変額個人年金保険でお金が殖えるわけがない

「検討に値しないことがすぐにわかる。そういう意味では素晴らしい」。銀行の窓口で、ある外資系保険会社の「変額個人年金保険」のパンフレットを手にした感想だ。

特定の保険会社に限ったことではない。「変額個人年金保険」のパンフレットや提案書を見た時には、いつも同じ感想を持つ。知る限り、貯蓄目的で案内される保険の中で、契約にかかる「コスト」が明らかにされている珍しい商品だからだ。

今回入手したパンフレットでも、裏表紙を1枚めくって「諸費用」という項目を見るだけでわかる。

 

そこには

(1)契約時に「契約初期費」として、一時払い保険料の5%

(2)積立期間中および年金支払期間中に「保険関係費」として、積立金額に対して年率2.95%

(3)積立期間中および年金支払期間中に「運用関係費」として投資信託の純資産総額に対して、年率0.22%程度の費用が保険料から差し引かれる

――ことが明記されている。

 

運用関係の仕事をしている人に、これらの費用について話したところ「すごいね、どうやってお金を殖やすつもりなのかな?」と笑われた。普通に考えると難しいだろう、というわけだ。

たしかに、契約時に1000万円の保険料を一括払いした時点で、950万円まで元本が小さくなり、その後、毎年3%の運用実績があげられたとしても、「保険関係費」と「運用関係費」が計3.17%引かれて、マイナス0.17%になってしまう仕組み。

パンフレットには、あくまで「イメージ図」であることを断ったうえで、積立期間中に一時払い保険料の120%が年金受取総額として保証されるケースが記載されていたりするが、現実的とは言い難いイメージであって、子細に見るまでもないと思える。

同時に、こうした即断が可能になる情報が明らかにされていることは「とても助かる」と感じることもまた事実。商品を理解するために費やす時間も大きなコストだからだ。

 

今のところ、「変額個人年金」のように、契約に要するコストが明示されている保険商品は、ほとんどない。資産運用目的で案内される保険のみならず、コストの多寡は、商品価値を判断する上で重要なポイントになるはずだから、不可解かつ不親切なことだと思う。

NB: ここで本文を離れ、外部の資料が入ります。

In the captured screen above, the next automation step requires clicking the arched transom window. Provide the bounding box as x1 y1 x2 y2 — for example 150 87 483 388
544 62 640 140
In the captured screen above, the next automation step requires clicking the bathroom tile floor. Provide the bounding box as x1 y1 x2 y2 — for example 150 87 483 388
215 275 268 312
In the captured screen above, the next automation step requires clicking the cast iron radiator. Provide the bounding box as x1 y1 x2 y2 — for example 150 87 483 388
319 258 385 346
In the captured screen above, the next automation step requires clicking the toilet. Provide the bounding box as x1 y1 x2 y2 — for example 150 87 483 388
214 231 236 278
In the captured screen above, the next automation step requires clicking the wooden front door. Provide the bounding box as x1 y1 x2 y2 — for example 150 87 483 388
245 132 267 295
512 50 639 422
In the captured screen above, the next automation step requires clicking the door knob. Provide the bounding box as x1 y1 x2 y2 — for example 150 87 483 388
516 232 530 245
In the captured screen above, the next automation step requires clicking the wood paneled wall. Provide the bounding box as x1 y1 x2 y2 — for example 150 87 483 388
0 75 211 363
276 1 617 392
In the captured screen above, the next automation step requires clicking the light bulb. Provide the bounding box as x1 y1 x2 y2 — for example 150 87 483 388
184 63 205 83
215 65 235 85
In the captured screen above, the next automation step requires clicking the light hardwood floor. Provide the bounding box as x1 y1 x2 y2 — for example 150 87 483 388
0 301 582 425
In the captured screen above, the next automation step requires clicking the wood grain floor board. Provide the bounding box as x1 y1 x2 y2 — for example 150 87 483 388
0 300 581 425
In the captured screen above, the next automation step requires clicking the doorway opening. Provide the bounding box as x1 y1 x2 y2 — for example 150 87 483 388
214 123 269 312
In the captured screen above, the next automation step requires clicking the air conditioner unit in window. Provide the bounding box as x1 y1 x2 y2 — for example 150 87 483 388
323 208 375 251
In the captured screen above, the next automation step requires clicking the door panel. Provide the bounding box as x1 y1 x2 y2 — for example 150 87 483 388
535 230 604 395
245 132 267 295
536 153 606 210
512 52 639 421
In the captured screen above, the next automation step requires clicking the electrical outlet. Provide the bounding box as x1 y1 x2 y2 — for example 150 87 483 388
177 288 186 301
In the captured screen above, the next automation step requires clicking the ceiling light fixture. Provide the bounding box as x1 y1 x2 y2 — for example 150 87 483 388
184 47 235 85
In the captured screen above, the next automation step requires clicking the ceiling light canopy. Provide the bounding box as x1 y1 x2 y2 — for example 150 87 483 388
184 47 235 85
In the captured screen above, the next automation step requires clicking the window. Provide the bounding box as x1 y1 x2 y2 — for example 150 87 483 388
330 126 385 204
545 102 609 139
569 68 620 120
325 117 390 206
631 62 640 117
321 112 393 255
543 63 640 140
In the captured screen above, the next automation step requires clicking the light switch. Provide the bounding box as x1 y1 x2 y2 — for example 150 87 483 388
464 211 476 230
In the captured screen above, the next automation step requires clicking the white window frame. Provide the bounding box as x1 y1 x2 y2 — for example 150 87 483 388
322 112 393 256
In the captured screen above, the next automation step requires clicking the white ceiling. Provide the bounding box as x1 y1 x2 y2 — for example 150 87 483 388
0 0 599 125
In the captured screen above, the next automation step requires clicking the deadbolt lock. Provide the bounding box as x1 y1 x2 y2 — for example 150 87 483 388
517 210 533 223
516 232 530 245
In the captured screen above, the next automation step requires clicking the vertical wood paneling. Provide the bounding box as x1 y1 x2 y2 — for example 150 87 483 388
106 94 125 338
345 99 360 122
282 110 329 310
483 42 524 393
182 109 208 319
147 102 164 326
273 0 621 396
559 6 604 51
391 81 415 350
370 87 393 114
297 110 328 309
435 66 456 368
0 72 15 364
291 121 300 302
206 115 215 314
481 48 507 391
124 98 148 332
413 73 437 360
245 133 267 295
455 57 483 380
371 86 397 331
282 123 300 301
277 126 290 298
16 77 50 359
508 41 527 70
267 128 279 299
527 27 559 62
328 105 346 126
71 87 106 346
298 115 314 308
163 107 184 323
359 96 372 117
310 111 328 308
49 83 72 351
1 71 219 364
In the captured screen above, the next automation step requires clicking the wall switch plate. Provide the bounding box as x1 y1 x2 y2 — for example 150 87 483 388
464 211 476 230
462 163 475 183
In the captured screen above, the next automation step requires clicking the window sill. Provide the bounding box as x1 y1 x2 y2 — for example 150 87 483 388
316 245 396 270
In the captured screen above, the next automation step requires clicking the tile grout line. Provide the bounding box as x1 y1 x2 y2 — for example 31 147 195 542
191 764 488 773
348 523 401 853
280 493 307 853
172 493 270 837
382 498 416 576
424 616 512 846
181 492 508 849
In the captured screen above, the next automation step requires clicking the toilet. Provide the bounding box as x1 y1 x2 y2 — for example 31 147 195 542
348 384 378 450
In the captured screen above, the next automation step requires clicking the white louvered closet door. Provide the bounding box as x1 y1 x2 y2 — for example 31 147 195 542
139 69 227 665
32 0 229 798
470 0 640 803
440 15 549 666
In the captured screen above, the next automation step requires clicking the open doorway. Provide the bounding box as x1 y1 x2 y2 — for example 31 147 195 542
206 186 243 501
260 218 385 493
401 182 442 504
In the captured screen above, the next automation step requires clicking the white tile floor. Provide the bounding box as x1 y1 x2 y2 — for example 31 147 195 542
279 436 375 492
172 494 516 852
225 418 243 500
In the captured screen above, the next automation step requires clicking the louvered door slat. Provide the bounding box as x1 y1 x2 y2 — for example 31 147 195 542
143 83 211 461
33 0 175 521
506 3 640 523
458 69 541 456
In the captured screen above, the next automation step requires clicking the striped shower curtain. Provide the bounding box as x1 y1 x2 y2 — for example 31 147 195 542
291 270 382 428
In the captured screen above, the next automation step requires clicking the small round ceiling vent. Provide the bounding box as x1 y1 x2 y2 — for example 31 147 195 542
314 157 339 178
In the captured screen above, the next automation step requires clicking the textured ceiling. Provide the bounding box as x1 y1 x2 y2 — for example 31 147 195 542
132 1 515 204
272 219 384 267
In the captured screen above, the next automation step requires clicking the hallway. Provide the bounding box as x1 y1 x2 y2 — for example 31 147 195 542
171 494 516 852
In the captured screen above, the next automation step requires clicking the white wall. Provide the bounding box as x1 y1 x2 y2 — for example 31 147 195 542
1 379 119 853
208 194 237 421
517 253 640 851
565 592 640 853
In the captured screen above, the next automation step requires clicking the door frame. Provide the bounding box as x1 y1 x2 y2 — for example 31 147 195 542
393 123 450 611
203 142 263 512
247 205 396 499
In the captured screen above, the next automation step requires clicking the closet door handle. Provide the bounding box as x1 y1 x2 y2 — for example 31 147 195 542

では消費者はどうしたらいいのだろうか。「怪しい商品」を見分ける際、念頭に置いていることは一つだけ、それは「仕組みがわかりづらい商品は、基本的にダメ」ということだ。

今回、取り上げた保険にも「基準保証金額」「ロールアップ保証金額」「ラチェット保証金額」など、一見しただけでは理解不能な用語が目立つ。その時点で、「用語の理解に努める必要はなさそうだ。諸費用から確認しよう」と思ったもの。

たとえば、「基準保証金額」については、先の「イメージ図」に、積立期間1年の場合、一時払い保険料の最低101.5%保障とあります。「1年で1.5%の利息が付くのならば預金より断然有利では?」と反応する向きもあるかもしれない。

 

ところが、積立期間と年金受取期間の合計期間は25年という決まりがあるので、1年で1.5%お金が殖えたとしても、24年間にわたって分割でしか受け取ることができません。25年かけて100万円が101万5千円になるようなもの。これのどこが喜ぶべき話なのだろうか。

他の用語の説明は省くが、「こんなものだ」と言い切っていいだろう。

総じて、仕組みがわかりにくい商品は、消費者にとって「割に合わない買い物」であることを隠すために、余計な手間暇がかかっているのだと考えるのが妥当だ。

もちろん、余計にかかる手間暇は、価格に反映されているはず。君子危うきに近寄らず、が一番に違いない。